We next addressed the thermoresponsive properties of the microgels by comparing the swelling curve to the experimentally measured one for our test-case small microgels. We found that the experimental data can be well described only by microgels generated under strong confinement. This is likely due to the fact that the size of the experimental microgels is close to the lower limit imposed by the standard synthetic protocols. Thus, we expect that future comparisons with larger microgels will require less extreme confinements. Indeed, while the interpretation of the confinement is not straightforward in terms of the actual chemical synthesis, it surely correlates with the size. For the investigated experimental microgel we are able to reproduce the full temperature behavior and the occurrence of the volume phase transition, whose location is used to establish a relationship between the model solvophobic parameter α and the temperature. However, a deeper investigation will be required to assess how the chosen parameters in the hydrophobic interaction affect the swelling behavior of the microgel particles. Finally, the internal structure of the microgels at different T is well-reproduced by the fuzzy sphere model, once again confirming the potential of our model to faithfully describe experimental data. The numerical protocol we developed was also shown to perform better than the ordered lattice approach used so far, which is not able to quantitatively reproduce the experimental swelling curve.

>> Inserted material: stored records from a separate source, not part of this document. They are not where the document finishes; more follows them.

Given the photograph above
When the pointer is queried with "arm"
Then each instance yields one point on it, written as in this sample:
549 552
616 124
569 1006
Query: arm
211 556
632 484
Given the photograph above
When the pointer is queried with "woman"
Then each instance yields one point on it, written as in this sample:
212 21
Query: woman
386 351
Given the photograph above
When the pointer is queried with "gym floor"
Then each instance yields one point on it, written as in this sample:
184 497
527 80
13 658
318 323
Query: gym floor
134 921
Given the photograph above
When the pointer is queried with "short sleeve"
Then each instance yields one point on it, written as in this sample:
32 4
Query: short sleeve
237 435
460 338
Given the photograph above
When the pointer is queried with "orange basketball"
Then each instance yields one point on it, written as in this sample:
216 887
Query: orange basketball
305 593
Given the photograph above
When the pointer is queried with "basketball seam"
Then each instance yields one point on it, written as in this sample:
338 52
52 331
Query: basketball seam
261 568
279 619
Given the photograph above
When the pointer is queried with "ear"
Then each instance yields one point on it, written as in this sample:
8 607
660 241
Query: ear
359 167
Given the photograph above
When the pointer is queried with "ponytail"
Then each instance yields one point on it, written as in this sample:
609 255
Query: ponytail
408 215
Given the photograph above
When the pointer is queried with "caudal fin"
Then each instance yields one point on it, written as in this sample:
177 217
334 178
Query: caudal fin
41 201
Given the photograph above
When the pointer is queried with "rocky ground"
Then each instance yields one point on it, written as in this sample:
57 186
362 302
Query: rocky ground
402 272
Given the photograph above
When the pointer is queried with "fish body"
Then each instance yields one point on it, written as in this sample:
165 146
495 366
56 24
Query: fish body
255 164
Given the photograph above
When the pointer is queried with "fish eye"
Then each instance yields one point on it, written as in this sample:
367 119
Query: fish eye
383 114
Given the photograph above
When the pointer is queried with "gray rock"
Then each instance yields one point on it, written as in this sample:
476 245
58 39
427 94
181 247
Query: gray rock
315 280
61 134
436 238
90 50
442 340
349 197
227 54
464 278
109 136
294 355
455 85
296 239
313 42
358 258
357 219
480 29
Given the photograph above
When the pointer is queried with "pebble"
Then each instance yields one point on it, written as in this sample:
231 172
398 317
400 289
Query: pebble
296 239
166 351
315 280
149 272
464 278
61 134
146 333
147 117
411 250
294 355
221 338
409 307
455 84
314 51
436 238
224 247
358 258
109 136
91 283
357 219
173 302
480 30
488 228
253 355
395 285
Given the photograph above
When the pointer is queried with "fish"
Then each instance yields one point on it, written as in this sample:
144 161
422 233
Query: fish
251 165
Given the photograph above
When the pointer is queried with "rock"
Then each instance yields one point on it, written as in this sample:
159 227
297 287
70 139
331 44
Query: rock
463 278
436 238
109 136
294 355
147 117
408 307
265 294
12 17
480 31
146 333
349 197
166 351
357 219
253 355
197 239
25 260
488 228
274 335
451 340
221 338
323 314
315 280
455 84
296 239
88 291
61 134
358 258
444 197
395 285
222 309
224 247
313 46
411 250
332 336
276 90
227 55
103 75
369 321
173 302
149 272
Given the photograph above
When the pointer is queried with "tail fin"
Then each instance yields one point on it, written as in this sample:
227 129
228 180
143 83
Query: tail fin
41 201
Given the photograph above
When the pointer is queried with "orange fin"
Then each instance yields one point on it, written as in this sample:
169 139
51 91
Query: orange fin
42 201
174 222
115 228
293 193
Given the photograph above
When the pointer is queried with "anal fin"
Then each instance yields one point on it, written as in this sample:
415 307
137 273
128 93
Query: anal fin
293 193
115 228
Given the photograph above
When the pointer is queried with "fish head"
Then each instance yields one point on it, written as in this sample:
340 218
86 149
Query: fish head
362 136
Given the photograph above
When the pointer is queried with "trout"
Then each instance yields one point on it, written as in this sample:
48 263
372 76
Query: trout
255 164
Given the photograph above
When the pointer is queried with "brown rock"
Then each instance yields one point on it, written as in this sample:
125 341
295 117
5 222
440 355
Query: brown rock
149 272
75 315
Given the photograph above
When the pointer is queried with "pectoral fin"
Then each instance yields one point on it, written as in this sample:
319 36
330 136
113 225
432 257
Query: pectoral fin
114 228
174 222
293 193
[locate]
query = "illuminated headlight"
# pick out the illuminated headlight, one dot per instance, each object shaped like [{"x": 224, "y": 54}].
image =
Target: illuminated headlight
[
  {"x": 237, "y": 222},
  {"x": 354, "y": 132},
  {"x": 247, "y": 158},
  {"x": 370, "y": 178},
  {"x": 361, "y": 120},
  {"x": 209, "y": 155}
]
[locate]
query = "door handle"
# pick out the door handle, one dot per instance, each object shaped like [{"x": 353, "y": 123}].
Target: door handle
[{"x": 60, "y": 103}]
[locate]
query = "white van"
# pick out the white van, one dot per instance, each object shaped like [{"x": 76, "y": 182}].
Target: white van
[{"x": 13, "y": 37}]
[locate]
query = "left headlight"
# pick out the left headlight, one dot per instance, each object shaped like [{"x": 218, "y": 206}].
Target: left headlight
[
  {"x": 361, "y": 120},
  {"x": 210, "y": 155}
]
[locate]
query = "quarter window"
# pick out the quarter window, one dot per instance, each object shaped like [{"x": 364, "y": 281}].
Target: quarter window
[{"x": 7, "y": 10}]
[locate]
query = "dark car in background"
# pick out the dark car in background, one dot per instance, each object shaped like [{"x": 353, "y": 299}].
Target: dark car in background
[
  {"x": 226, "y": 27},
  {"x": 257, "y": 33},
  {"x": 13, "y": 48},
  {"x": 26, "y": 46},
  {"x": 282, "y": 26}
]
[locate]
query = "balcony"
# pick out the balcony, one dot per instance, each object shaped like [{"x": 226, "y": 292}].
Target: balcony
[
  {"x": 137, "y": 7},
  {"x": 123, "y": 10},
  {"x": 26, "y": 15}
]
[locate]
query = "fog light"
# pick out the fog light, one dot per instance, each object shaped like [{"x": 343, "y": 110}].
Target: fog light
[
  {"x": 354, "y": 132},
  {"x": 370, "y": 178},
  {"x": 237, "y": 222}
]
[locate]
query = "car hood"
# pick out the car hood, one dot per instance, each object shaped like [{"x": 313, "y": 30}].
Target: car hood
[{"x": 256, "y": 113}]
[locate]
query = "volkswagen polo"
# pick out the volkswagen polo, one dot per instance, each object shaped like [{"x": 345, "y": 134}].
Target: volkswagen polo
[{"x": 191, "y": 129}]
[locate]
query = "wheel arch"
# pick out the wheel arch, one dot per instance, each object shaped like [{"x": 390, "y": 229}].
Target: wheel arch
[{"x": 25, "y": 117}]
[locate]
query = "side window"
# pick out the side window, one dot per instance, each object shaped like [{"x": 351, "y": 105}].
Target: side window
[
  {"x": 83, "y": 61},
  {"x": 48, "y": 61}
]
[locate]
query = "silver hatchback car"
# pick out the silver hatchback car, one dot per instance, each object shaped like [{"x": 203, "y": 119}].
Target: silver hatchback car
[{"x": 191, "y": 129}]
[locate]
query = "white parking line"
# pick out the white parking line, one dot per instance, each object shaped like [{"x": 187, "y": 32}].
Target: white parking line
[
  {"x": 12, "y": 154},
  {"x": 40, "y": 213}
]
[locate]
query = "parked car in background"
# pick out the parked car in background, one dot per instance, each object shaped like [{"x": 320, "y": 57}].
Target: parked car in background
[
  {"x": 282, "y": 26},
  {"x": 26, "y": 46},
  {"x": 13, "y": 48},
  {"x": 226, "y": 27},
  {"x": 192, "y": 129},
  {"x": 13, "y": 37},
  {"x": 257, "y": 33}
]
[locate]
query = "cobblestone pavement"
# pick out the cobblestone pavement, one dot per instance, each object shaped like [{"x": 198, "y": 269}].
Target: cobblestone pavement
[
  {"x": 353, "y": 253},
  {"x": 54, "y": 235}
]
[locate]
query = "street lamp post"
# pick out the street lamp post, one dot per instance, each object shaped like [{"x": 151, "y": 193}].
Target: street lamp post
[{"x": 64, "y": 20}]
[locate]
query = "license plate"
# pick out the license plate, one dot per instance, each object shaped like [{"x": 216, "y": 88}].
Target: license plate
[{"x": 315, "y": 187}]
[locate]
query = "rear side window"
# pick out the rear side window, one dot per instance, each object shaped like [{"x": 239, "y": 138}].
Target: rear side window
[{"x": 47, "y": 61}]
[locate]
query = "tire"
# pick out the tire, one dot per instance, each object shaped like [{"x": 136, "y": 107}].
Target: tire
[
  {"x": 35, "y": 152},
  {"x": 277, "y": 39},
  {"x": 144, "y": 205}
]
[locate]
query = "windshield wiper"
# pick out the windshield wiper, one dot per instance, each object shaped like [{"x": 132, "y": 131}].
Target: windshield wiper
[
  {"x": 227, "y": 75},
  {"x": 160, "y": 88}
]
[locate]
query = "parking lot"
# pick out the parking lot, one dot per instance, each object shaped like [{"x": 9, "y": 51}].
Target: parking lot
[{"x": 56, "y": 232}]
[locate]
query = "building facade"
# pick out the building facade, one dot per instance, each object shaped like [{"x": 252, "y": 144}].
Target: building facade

Unfortunately a direct comparison with experimental form factors for the investigated small microgels was not possible due to the difficulty of the measurements. We will address this key issue in the near future by devising a coarse-graining strategy to tackle the assembly of microgels one order of magnitude larger in size (and thus roughly three orders of magnitude bigger in the number of particles). A careful design of the initial patchy particles and the conditions under which they will self-assemble will be crucial to achieve this goal. The present work is thus the first necessary step toward the more challenging task of designing a fully fledged realistic microgel in the computer.

Our promising new approach to microgel computer simulations will also be crucial to evaluate effective interactions and to go beyond the widely used, but oversimplified, Hertzian model.[26] It will also allow us to carefully evaluate the role of dangling chains and dangling ends in determining the single-particle elastic properties as well as interparticle interactions. In addition, our in silico synthesis protocol will make it possible to elucidate the important role of chain entanglements in the swelling behavior as well as in the mechanical properties of microgels. Indeed, we have shown that their abundance in our particles is likely controlled by the radius of the confining sphere used during the generation of the network. This is a topic that has recently gained a lot of interest, and a variety of methods[66,67] are being developed to evaluate entanglement effects, for which our model will provide an interesting test case. Finally, starting from the neutral (at least in the swollen case) PNIPAM microgels case, we will extend the model by adding charges and, in a more ambitious project, to study interpenetrated networks microgels,[68−70] which have been shown to exhibit an intriguing fragile-to-strong transition,[68] a very uncommon feature in colloidal systems.